With so much focus on the rise of mobile devices, apps, and networks, it can be easy to forget that there’s still life left in the good old website, that basic element of the original Internet revolution.
One of the companies proving that notion is Burlington, MA’s Acquia. Founded in 2007, Acquia offers a wide range of software and IT services to help businesses build and run their own websites using Drupal, a free, open-source content management system.
And as of today, the startup has another $30 million in venture capital to fuel its growth.

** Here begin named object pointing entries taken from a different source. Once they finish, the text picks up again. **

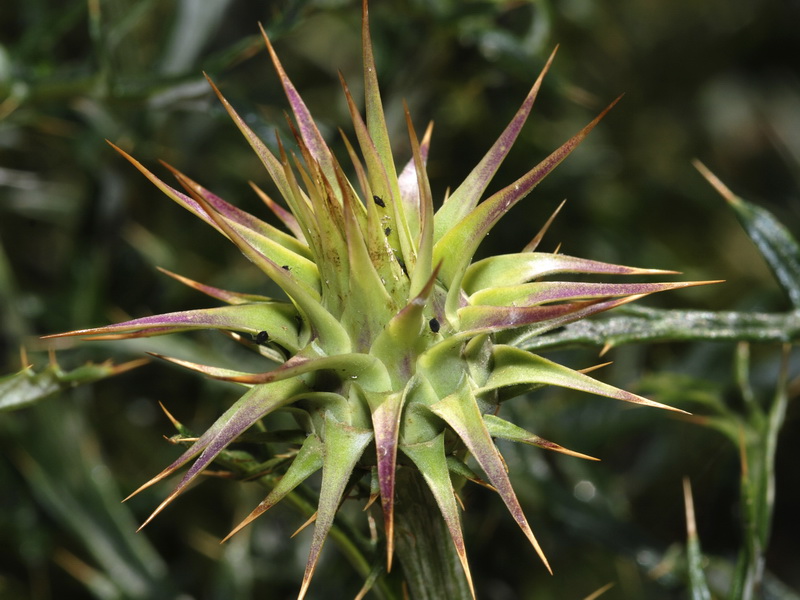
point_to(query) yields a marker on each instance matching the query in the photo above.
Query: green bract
(391, 341)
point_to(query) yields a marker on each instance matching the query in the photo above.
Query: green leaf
(773, 240)
(343, 447)
(307, 462)
(460, 411)
(27, 387)
(513, 269)
(513, 366)
(697, 579)
(430, 459)
(500, 428)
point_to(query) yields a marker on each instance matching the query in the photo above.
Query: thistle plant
(392, 349)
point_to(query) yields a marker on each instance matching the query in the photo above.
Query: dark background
(81, 231)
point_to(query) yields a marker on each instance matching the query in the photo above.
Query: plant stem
(423, 545)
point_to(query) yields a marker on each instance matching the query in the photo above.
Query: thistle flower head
(394, 349)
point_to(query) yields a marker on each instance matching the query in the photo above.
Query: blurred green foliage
(80, 232)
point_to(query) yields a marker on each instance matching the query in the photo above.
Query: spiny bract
(394, 345)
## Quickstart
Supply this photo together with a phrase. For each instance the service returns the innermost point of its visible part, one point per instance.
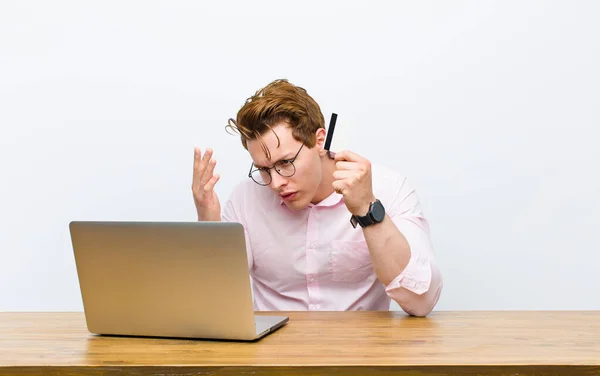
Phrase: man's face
(298, 190)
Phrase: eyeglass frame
(268, 169)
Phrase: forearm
(208, 217)
(389, 250)
(411, 277)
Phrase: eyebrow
(277, 161)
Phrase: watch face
(378, 211)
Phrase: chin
(297, 204)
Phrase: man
(324, 231)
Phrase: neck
(325, 188)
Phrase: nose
(277, 181)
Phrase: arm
(399, 246)
(402, 255)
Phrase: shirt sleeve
(418, 287)
(231, 213)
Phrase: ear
(321, 135)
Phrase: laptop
(167, 279)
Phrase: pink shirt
(313, 259)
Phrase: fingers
(345, 174)
(196, 175)
(347, 155)
(208, 174)
(204, 167)
(211, 183)
(203, 164)
(340, 186)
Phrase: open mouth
(289, 196)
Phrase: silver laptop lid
(173, 279)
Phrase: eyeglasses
(285, 168)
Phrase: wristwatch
(375, 215)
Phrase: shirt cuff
(416, 276)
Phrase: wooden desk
(332, 343)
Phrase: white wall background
(491, 108)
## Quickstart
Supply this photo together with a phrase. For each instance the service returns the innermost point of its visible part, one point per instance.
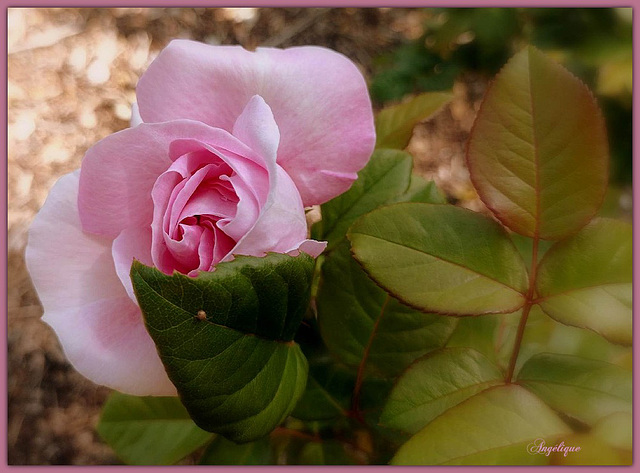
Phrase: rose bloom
(231, 147)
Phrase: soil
(71, 81)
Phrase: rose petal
(311, 247)
(257, 128)
(107, 342)
(318, 97)
(100, 328)
(60, 256)
(132, 243)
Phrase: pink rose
(234, 144)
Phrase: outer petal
(119, 172)
(318, 97)
(100, 328)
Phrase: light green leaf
(237, 372)
(421, 190)
(615, 430)
(441, 258)
(394, 125)
(357, 319)
(328, 392)
(149, 430)
(493, 427)
(386, 176)
(584, 389)
(593, 451)
(385, 179)
(224, 452)
(586, 281)
(538, 152)
(436, 383)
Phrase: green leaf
(394, 125)
(358, 320)
(616, 430)
(586, 281)
(479, 333)
(328, 452)
(385, 179)
(238, 373)
(436, 383)
(493, 427)
(441, 258)
(386, 176)
(421, 190)
(328, 393)
(538, 152)
(149, 430)
(584, 389)
(224, 452)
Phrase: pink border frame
(315, 3)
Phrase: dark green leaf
(493, 427)
(358, 319)
(149, 430)
(538, 152)
(224, 452)
(394, 125)
(328, 393)
(328, 452)
(238, 373)
(441, 258)
(436, 383)
(385, 179)
(584, 389)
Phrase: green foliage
(594, 43)
(492, 427)
(394, 125)
(441, 258)
(359, 320)
(538, 151)
(584, 389)
(385, 179)
(149, 430)
(253, 307)
(573, 293)
(435, 384)
(426, 333)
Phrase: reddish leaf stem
(529, 301)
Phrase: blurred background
(71, 81)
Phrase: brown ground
(71, 80)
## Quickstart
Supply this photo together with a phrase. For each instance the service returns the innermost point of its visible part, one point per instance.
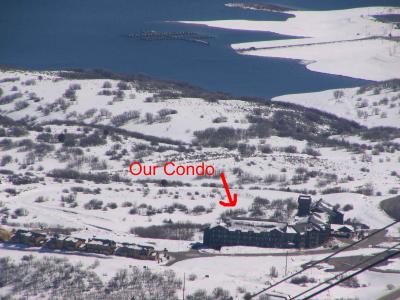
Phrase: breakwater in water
(186, 36)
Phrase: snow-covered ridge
(344, 42)
(377, 106)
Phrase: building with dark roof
(310, 228)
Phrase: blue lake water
(65, 34)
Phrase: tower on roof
(304, 204)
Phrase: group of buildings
(314, 224)
(93, 245)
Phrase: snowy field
(273, 166)
(343, 42)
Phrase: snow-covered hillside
(377, 105)
(66, 146)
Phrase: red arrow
(231, 202)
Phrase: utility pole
(287, 252)
(183, 289)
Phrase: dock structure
(186, 36)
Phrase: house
(310, 228)
(247, 232)
(29, 238)
(266, 233)
(135, 251)
(102, 246)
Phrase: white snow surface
(346, 42)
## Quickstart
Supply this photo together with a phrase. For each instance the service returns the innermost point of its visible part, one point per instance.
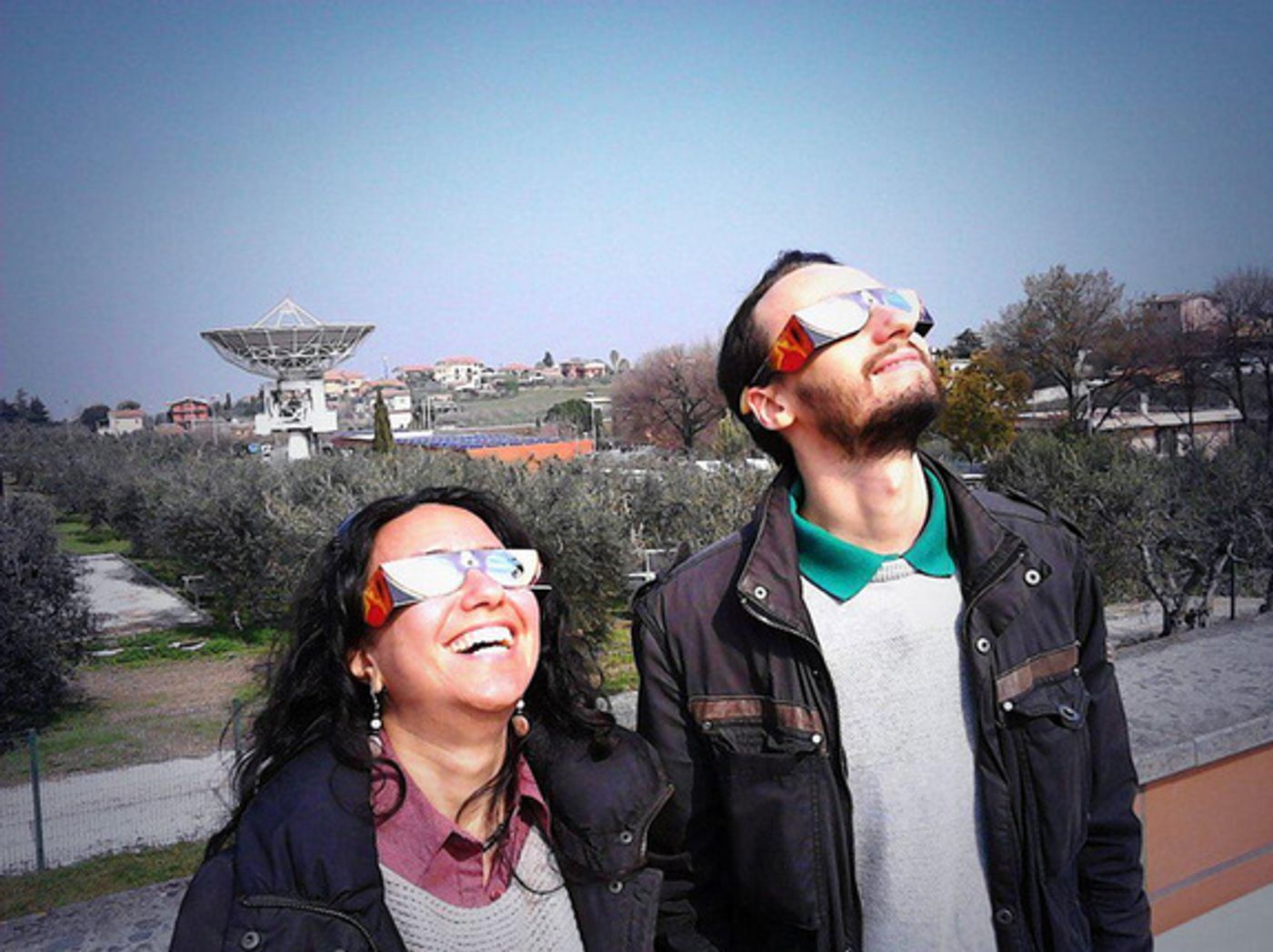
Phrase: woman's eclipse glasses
(827, 321)
(405, 582)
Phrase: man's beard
(888, 428)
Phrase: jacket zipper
(286, 903)
(999, 574)
(992, 582)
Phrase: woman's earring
(375, 723)
(521, 723)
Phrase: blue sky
(505, 180)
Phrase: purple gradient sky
(505, 180)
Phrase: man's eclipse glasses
(405, 582)
(827, 321)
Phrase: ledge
(1198, 696)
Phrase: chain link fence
(51, 821)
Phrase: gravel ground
(142, 919)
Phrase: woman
(430, 770)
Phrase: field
(528, 405)
(134, 714)
(75, 537)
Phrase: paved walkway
(108, 811)
(142, 919)
(127, 601)
(139, 920)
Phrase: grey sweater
(906, 713)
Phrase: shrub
(44, 623)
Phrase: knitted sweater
(534, 916)
(906, 714)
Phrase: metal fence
(51, 821)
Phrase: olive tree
(44, 620)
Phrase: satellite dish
(295, 347)
(288, 344)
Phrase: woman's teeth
(483, 637)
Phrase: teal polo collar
(843, 569)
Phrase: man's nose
(887, 322)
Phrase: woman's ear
(362, 666)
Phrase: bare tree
(670, 397)
(1245, 298)
(1060, 331)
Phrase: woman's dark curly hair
(314, 696)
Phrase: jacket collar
(769, 582)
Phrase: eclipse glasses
(833, 320)
(404, 582)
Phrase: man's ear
(770, 406)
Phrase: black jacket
(757, 846)
(303, 872)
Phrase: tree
(1060, 333)
(382, 438)
(576, 414)
(44, 624)
(967, 344)
(95, 416)
(732, 442)
(982, 405)
(1160, 527)
(1245, 298)
(670, 397)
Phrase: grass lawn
(38, 892)
(137, 713)
(616, 659)
(75, 537)
(528, 405)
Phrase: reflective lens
(829, 321)
(407, 580)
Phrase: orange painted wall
(534, 452)
(1208, 837)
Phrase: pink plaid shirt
(429, 850)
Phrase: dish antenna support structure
(292, 347)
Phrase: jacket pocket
(770, 764)
(1049, 728)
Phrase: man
(887, 703)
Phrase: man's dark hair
(744, 349)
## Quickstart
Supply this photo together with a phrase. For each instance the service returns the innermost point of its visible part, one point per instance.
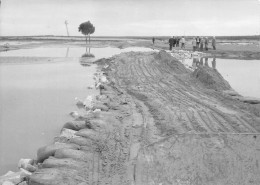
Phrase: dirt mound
(168, 61)
(211, 78)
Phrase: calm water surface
(242, 75)
(36, 98)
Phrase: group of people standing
(176, 42)
(201, 43)
(198, 43)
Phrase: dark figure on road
(177, 41)
(206, 62)
(174, 41)
(206, 44)
(197, 42)
(171, 43)
(214, 42)
(214, 63)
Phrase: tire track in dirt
(155, 138)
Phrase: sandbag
(88, 133)
(52, 162)
(74, 154)
(27, 164)
(76, 125)
(57, 176)
(81, 141)
(101, 106)
(97, 124)
(14, 177)
(49, 150)
(68, 133)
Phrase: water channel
(37, 93)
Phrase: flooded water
(70, 52)
(37, 96)
(242, 75)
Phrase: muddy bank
(248, 50)
(155, 122)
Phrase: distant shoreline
(247, 37)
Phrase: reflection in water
(206, 62)
(87, 58)
(67, 52)
(214, 63)
(199, 62)
(88, 54)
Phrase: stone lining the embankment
(154, 122)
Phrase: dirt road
(160, 124)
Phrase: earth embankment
(159, 124)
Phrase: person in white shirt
(194, 43)
(182, 41)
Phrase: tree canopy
(86, 28)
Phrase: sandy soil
(233, 49)
(159, 123)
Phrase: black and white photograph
(129, 92)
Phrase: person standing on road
(201, 43)
(170, 43)
(177, 41)
(174, 41)
(214, 42)
(194, 43)
(206, 43)
(197, 42)
(214, 63)
(182, 41)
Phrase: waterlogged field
(38, 93)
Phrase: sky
(131, 17)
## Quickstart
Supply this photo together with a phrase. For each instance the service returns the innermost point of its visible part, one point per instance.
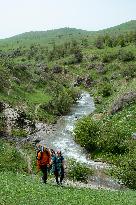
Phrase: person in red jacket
(43, 161)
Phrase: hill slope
(64, 34)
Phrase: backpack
(46, 151)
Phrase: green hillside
(64, 34)
(32, 192)
(124, 27)
(41, 77)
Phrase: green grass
(22, 190)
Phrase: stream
(62, 138)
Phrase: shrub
(87, 133)
(108, 57)
(124, 55)
(126, 170)
(11, 159)
(78, 172)
(105, 89)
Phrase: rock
(79, 81)
(122, 101)
(134, 136)
(57, 69)
(1, 106)
(88, 81)
(101, 69)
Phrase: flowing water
(62, 138)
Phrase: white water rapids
(62, 138)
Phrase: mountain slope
(64, 34)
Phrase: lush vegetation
(41, 74)
(31, 191)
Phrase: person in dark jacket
(57, 161)
(43, 161)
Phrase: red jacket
(43, 158)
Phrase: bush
(113, 140)
(78, 172)
(11, 159)
(87, 133)
(126, 170)
(124, 55)
(108, 57)
(106, 89)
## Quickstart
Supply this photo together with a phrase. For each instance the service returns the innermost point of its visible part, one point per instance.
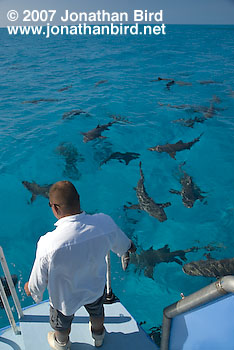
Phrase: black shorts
(60, 322)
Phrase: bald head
(65, 195)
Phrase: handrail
(8, 309)
(12, 290)
(205, 295)
(108, 276)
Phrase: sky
(174, 11)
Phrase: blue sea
(38, 144)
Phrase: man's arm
(125, 258)
(37, 283)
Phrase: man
(70, 262)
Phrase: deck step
(122, 331)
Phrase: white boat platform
(122, 331)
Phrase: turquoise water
(34, 68)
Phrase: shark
(65, 88)
(189, 122)
(172, 148)
(71, 114)
(210, 268)
(121, 157)
(146, 203)
(96, 132)
(148, 259)
(100, 82)
(37, 190)
(190, 192)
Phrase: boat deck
(122, 331)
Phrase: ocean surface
(40, 144)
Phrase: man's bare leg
(97, 325)
(62, 336)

The round was led by Investor Growth Capital, a new investor, and also included Goldman Sachs, Accolade Partners, and Acquia’s previous investors, North Bridge Venture Partners, Sigma Partners, and Tenaya Capital.
It’s not the biggest fundraising amount in the world, but there are a couple of things that make this news stand out. For one, Acquia is being billed as a “pre-IPO” company—a deliciously vague term that can mean a hundred things, but with $68.5 million in total capital raised, Acquia certainly points to a future that could very well include the public markets. (It is also now one of the better funded tech firms in Boston.)
Two, the company recently landed at No. 8 overall in this year’s Inc. 500 list, reporting fast growth to $28.1 million in revenue for 2011. Bryan House, Acquia’s vice president of product marketing, says the 250-person company’s revenue has nearly doubled as of the end of September, and should end 2012 at more than $56 million.
“I think the long-term vision for us is to build a very large, successful company in the Boston area,” House says. “There was a period of time there, sort of a fallow period of time in the Boston area, for great young tech companies. Obviously that has changed.”
Acquia follows a general playbook used by other companies seeking to commercialize an open-source technology. On the IT operations side, I’m reminded of Seattle-based Opscode, another well-funded, fast-growing company that commercializes the Chef open-source software.
That playbook includes having a very close tie to the underlying technology—in Acquia’s case, it’s founder Dries Buytaert, the original author of Drupal. The company remains committed to sponsoring development of the open-source content management system it’s based on, with House telling me that a team working under Buytaert is developing some advanced page-editing tools that it hopes will be included in the upcoming release of Drupal 8.
Acquia’s business is charging subscription rates for software services that help website publishers use the Drupal system to run their own websites—technical support, Web hosting, and tools to build and improve websites of many kinds. Acquia has racked up plenty of notable customers, including Twitter, eBay, Warner Music, The Economist, Duke University, and the New York State Senate.
So yes, there’s plenty of life left in the website. And if Acquia gets its way, that growth will help establish it as one of the anchors of the new Boston tech scene. “There’s so much happening here from the technology and the entreprenerurial, new startup phase,” House says. “We want to be a leader in the next generation.”